For example, if you wanted to turn on the sepfiles option, specify a minimum allele frequency of 1%, and specify your input files, you could enter the command:

snpgenie-1.2.pl --sepfiles --minfreq=0.01 --snpreport=mySNPreport.txt --fastafile=myFASTA.fa --gtffile=myGTF.gtf

How SNPGenie Works

Given the appropriate files, SNPGenie calculates gene and nucleotide diversities for different types of sites in a protein-coding sequence. Nucleotide diversity may be defined as the average number of nucleotide variants per nucleotide site for all pairwise comparisons. To distinguish between nonsynonymous and synonymous differences and sites, it is necessary to consider the codon context of each nucleotide in a sequence. This is why the user must submit the starting and ending sites of the coding regions in the .gtf file, along with the reference FASTA sequence file, so that the numbers of nonsynonymous and synonymous sites for each codon may be accurately estimated by the Nei-Gojobori (1986) method. SNPGenie first splits the coding sequence into codons, each of which contains 3 sites. The software then determines the number of these sites which are nonsynonymous and synonymous by testing all polymorphisms present at each site of every codon in the sequence. Because different nucleotide variants at the same site may lead to both nonsynonymous and synonymous polymorphisms, fractional sites occur frequently (e.g., only 2 of 3 possible nucleotide substitutions at the third position of AGA cause an amino acid change; thus, that site is considered 2/3 nonsynonymous and 1/3 synonymous). Next, the SNP report is consulted for the presence of variants to produce a revised estimate. Variants are incorporated through averaging weighted by their frequency. Although it is relatively rare, high levels of sequence variation may alter the number of nonsynonymous and synonymous sites in a particular codon, contributing to an altered picture of natural selection.

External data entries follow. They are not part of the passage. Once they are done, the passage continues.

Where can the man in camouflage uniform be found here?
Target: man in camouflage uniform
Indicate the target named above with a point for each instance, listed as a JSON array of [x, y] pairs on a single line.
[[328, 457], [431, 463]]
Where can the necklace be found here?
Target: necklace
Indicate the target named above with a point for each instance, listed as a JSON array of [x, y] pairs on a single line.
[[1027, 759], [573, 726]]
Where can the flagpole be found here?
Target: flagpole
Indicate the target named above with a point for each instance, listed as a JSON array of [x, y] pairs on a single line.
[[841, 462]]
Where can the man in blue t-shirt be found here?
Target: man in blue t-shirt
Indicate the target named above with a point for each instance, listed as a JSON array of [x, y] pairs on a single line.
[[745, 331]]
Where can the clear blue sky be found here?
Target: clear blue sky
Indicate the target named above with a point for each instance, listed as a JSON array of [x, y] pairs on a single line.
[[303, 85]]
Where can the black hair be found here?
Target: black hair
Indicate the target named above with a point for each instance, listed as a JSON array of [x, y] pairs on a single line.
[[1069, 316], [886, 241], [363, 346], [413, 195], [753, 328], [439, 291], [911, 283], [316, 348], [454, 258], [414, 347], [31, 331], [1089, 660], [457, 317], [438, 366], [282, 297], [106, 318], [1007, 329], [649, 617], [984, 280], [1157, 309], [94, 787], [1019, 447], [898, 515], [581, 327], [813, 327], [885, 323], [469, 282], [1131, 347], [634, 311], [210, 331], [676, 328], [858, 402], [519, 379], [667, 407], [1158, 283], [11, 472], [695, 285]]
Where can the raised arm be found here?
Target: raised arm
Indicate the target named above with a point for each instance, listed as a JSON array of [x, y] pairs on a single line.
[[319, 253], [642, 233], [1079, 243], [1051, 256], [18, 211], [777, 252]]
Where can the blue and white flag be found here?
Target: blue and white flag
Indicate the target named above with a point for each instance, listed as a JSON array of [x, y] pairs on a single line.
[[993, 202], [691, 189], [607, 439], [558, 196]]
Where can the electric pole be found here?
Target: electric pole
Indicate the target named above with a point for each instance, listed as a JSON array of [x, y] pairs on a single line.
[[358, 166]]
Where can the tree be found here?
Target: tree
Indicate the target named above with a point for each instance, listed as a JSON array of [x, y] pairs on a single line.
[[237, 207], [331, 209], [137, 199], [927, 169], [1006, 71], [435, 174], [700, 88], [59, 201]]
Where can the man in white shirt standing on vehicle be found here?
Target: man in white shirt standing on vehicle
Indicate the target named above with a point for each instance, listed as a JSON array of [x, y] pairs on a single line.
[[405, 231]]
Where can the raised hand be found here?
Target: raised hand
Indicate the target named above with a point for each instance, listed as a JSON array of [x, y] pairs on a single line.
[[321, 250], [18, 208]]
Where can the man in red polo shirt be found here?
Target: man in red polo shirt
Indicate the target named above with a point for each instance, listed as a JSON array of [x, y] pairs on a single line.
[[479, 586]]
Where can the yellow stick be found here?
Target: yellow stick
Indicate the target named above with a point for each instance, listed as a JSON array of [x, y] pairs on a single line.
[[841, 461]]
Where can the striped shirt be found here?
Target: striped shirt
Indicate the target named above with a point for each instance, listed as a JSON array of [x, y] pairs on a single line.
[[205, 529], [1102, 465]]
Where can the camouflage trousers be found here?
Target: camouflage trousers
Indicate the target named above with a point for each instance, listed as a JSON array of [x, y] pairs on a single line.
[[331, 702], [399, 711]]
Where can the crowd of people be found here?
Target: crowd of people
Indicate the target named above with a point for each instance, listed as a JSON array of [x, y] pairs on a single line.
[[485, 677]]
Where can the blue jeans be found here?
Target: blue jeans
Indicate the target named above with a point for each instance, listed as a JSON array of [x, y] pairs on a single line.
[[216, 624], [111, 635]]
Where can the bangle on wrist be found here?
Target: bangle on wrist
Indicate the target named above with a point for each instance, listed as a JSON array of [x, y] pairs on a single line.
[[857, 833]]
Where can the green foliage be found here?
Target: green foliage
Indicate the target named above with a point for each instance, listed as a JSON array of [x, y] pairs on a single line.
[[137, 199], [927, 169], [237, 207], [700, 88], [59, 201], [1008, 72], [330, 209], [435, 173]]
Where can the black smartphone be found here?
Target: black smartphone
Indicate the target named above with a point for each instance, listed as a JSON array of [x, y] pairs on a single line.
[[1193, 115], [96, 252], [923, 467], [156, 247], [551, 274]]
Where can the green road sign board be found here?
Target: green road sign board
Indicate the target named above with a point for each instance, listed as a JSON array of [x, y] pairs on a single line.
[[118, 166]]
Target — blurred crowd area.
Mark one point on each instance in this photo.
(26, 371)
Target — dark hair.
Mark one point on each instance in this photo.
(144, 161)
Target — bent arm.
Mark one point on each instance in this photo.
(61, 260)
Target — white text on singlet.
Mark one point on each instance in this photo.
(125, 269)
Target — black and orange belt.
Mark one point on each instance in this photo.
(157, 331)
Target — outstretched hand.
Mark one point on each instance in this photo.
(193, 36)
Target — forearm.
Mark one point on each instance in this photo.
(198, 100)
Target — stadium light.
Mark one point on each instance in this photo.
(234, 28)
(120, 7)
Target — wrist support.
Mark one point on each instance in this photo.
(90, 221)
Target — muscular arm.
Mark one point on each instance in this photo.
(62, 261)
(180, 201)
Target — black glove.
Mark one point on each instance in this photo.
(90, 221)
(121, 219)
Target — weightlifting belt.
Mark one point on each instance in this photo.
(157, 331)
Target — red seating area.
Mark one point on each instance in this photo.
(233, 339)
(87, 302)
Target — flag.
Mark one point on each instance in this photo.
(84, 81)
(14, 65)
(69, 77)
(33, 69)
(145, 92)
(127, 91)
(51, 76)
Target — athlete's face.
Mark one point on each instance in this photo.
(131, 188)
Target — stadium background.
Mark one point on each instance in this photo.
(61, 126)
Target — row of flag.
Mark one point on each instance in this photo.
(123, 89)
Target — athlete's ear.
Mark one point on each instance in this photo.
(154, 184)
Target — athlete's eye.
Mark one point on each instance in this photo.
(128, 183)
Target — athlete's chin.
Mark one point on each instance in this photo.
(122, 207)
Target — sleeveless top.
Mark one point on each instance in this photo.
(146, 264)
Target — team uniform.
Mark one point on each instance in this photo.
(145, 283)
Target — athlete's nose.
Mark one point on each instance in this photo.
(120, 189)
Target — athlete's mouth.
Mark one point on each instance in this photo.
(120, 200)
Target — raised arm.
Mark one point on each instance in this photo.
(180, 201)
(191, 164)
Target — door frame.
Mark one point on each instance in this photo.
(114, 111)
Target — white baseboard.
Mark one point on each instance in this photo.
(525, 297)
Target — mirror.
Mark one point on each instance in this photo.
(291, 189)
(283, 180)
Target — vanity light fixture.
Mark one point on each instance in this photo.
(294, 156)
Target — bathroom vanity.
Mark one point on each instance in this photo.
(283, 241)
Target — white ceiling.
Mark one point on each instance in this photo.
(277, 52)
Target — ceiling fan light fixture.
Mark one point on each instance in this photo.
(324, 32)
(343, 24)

Next, SNPGenie calculates the number of nucleotide differences for each codon in each ORF specified in the .gtf file. Calculating nucleotide diversity codon-by-codon enables sliding-window analyses that may help to pinpoint important nucleotide regions subject to varying forms of natural selection. SNPGenie determines the average number of pairwise differences as follows: for every variant in the SNP Report, the number of variants is calculated as the product of the variant’s relative frequency and the coverage at that site. For each variant nucleotide (up to 3 non-reference nucleotides), the number of variants is stored, and their sum is subtracted from the coverage to yield the reference’s absolute frequency. Next, for each pairwise nucleotide comparison at the site, it is determined whether the comparison represents a nonsynonymous or synonymous change. If the former, the product of their absolute frequencies contributes to the number of nonsynonymous pairwise differences; if the latter, it contributes to the number of synonymous pairwise differences. When comparing codons with more than one nucleotide difference, all possible mutational pathways are considered, per the method of Nei & Gojobori (1986). The sum of pairwise differences is divided by the total number of pairwise comparisons at the codon (nC2, where n = coverage) to yield the mean number of differences per site of each type. This is calculated separately for nonsynonymous and synonymous comparisons. For further background, see Nelson & Hughes (2015).

Output

SNPGenie creates a new folder called SNPGenie_Results within the working directory. This contains the following TAB-delimited results files:

  1. SNPGenie_parameters.txt, containing the input parameters and file names.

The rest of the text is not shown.